Tallinn — The latest enquiry commission into the sinking of a passenger ferry - the Estonia - in the Baltic Sea in 1994 agreed Thursday with previous probes that a design and construction flaw was most likely to blame for the disaster. The Estonia sank en route from Tallinn in Estonia to Stockholm in Sweden on September 28, 1994, with the loss of 852 lives. There were just 134 survivors from one of the world’s worst maritime disasters.
An Estonian government commission established in 2005 concluded on February 19 that there was no evidence the disaster was linked to the covert transportation of Swedish military equipment on board the vessel.

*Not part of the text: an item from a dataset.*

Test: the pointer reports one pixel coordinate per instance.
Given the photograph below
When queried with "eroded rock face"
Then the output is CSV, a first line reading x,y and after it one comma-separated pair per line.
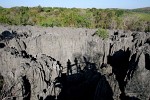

Previous enquires established that Swedish military intelligence shipped equipment using the Estonia on September 14 and 20, 1994, but the commission found no proof it was carrying a third consignment when it set sail on September 27.
The commission did not entirely rule out the possibility that there may have been a hole in the hull, though an interim report published in 2007 discounted theories that one could have been caused by an explosion of undeclared military ordinance, as some relatives of victims have suggested.
“Such theories cannot be convincingly disproved by theoretical studies based on the existing evidence,” the commission said, adding that only a detailed exploration of the wreck on the sea bed could establish whether the Estonia had been holed.
On the basis of available evidence collected the established theory that the bow doors were poorly designed or constructed remained the most likely scenario, the commission concluded.